Aber es half nichts. Sie wandte sich wieder dem Holo zu, das ihr die Exportstatistiken zeigte.
»Die Handelsniederlassung K'amet Koron hat einen neuen Prospektor beauftragt«, sagte sie verwundert.
Kall nickte. »Die Arkoniden waren mit dem vorigen nicht zufrieden. Angeblich hat er ihnen nur Felder mit einer zu geringen Ausbeute angeboten, und sie vermuten, dass er die wirklich vielversprechenden Gebiete für die Konkurrenz zurückhält. Zumindest hat das Attaché Komaraan so durchblicken lassen.«
»Ja, die Arkoniden, stets misstrauisch ...«, murmelte Neuber. »Wer ist der Neue? Steht das schon fest?« Die Frage war wichtig, weil sie von den Prospektoren die Schätzungen über die zu erwartende Ausbeute des Psygrases erhielt, und mit diesen wiederum fütterte sie die Positronik für perspektivische Steuerschätzungen. Manche der Sherpas waren kooperativ und lagen mit ihren Schätzungen regelmäßig dicht beim Endergebnis, andere erwiesen sich als völlig unzuverlässig. Noch ein Faktor, den Neuber als Störung ihres gleichmäßigen Tagesablaufs hasste.

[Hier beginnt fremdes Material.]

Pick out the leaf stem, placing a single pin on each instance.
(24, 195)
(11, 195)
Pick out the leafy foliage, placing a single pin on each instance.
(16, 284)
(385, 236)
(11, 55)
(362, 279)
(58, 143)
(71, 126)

»Sherpa Arjuna wurde gebucht«, sagte Kall.
Neuber war nicht begeistert, aber auch nicht entsetzt. Arjuna war nicht gerade kooperativ – er hasste jegliche Verwaltungsauflagen. Aber wenn er endlich mit einer Schätzung herausrückte, war die stets erstaunlich zutreffend. Wegen dieser Kompetenz verzieh Neuber ihm seine Kratzbürstigkeit gern.
Ein Kommunikationshologramm baute sich neben den statistischen Darstellungen auf. »Miss Neuber, Ihre Tochter benötigt Ihre Aufmerksamkeit, fürchte ich«, sagte der stämmige Kindergärtner, der darin sichtbar wurde. »Sie ist den ganzen Morgen schon unruhig. Ich weiß nicht, vielleicht brütet sie etwas aus.«
Neuber seufzte erneut. »Ich komme.«
An Kall gewandt, fügte sie hinzu: »Vielleicht komme ich nachher wieder rein, falls es doch mal wieder nur falscher Alarm ist. Sonst mache ich morgen weiter.«
»Die Arbeit läuft nicht weg, kein Problem.« Grinsend winkte der Kollege ihr zu.
Und wieder ein Tag für die Katz!, dachte Neuber frustriert.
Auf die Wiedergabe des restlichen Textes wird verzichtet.